一方で、民主社会主義を掲げる候補者側は、社会的な経済格差や医療・教育といった具体的政策に焦点を当てて支持基盤を拡大している。言葉の攻防が続く中で、争点が抽象的なレッテル貼りに終始すると、有権者が求める具体的政策議論が後退しかねない。
今後の焦点と留意点
今後注視すべきは、次の点だ。
| 注視点 | 理由 |
|---|---|
| 演説の頻度と場所 | 大舞台での訴えが有権者の注目を集めやすいため |
| 対立候補の対応 | レッテル攻撃への反論の仕方が有権者の評価に影響するため |
| メディアの報道姿勢 | 用語の定義や背景説明が有権者理解に直結するため |
言説が選挙戦の主要戦術となると、実務的な政策論争よりも感情的な対立が先行する危険がある。民主主義が健全に機能するためには、有権者が用語の意味や候補者の主張を丁寧に読み解くことが求められる。

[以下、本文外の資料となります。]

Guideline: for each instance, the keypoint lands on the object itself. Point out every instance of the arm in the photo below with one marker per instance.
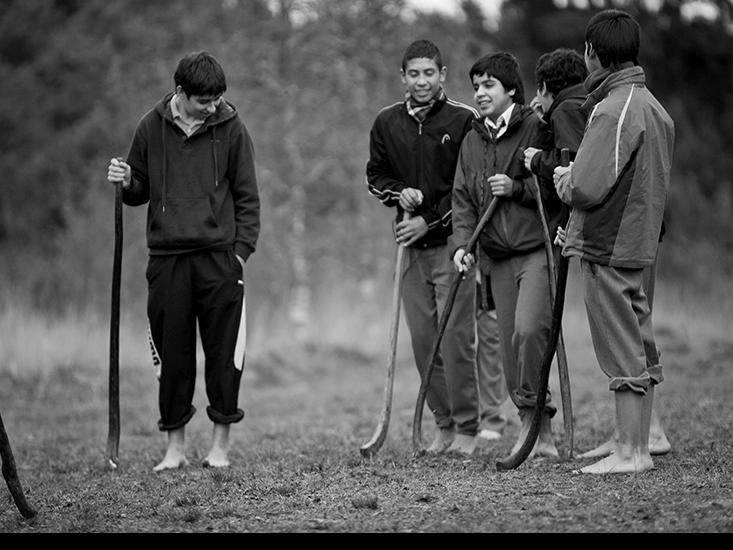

トランプ氏の発言は、ただの政治的パフォーマンスにとどまらず、選挙戦の構図を左右する可能性を持つ。米国の政治状況は国際的にも影響力が大きく、日本を含む海外の有権者や政策関係者も、その動向を注視している。
選挙までの時間が限られる中で、今後どのように言説が展開し、有権者がそれをどう受け止めるかが、11月の中間選挙の帰趨を占う重要な要素となるだろう。